Indeed, trials in which we are interested only in post-treatment scores, and where change is not of interest, are rather rare, being primarily confined to iatrogenic symptoms such as post-operative pain or chemotherapy vomiting. There are two implications for methodologic research on the relative value of parametric and non-parametric techniques.
First, we should worry about the distribution of change scores. It seems likely that change from baseline would approximate more closely to a normal distribution than the post-treatment score.
This is because change scores are a linear combination and the Central Limit Theorem therefore applies. As a simple example, imagine that baseline and post-treatment score were represented by a single throw of a die. The post-treatment score has a flat uniform distribution, with each possible value having an equal probability figure 1a. The change score has a more normal distribution: there is a peak in the middle at zero — the chance of a zero change score is the same as the chance of throwing the same number twice, that is 1 in 6 — with more rare events at the extremes — there is only a 1 in 18 chance of increasing or decreasing score by 5 Figure 1b.
Distribution of scores for a single die roll and the difference between two die rolls.
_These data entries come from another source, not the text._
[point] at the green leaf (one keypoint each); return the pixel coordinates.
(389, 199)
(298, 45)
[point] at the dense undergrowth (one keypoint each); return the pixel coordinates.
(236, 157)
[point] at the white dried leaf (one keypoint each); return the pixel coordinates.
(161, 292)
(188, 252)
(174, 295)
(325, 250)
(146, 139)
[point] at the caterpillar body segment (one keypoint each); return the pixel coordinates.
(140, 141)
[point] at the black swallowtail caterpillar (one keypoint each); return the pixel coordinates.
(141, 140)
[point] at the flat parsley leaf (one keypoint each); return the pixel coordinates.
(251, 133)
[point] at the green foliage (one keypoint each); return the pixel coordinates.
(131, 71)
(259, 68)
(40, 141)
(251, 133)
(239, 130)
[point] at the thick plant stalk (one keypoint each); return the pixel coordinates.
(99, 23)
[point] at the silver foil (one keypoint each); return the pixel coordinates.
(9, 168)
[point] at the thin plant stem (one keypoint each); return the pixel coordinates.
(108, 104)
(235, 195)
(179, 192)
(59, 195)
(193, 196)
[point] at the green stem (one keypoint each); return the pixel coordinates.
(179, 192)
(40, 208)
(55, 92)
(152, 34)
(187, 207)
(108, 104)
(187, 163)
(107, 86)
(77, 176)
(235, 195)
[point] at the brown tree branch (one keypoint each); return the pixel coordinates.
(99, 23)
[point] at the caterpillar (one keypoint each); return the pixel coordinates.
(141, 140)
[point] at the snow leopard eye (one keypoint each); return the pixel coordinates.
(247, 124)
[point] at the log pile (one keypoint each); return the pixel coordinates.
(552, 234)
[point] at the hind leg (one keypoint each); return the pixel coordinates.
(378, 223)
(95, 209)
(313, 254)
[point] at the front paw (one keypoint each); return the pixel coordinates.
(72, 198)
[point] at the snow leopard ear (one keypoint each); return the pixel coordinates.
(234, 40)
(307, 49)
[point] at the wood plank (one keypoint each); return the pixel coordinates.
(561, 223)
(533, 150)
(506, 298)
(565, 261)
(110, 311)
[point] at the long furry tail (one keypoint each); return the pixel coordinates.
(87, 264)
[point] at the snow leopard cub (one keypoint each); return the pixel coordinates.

The change score tends towards a more normal distribution. Moreover, where an endpoint is measured at baseline and again at follow-up, the t -test is not the recommended parametric method. Analysis of covariance ANCOVA , where baseline score is added as a covariate in a linear regression, has been shown to be more powerful than the t -test [ 9 — 11 ].
It has several additional advantages: it adjusts for any chance baseline imbalances; it can be extended to incorporate randomization strata as co-variates, which has been shown to increase power [ 12 ]; it can also be extended to incorporate time effects where measures are repeated. Such a comparison does not appear to have been reported previously. I aimed to compare relative power of the two methods under a variety of distributions. As a secondary objective, I aimed to determine whether ANCOVA provided an unbiased estimate for the difference between groups where data did not follow a normal distribution.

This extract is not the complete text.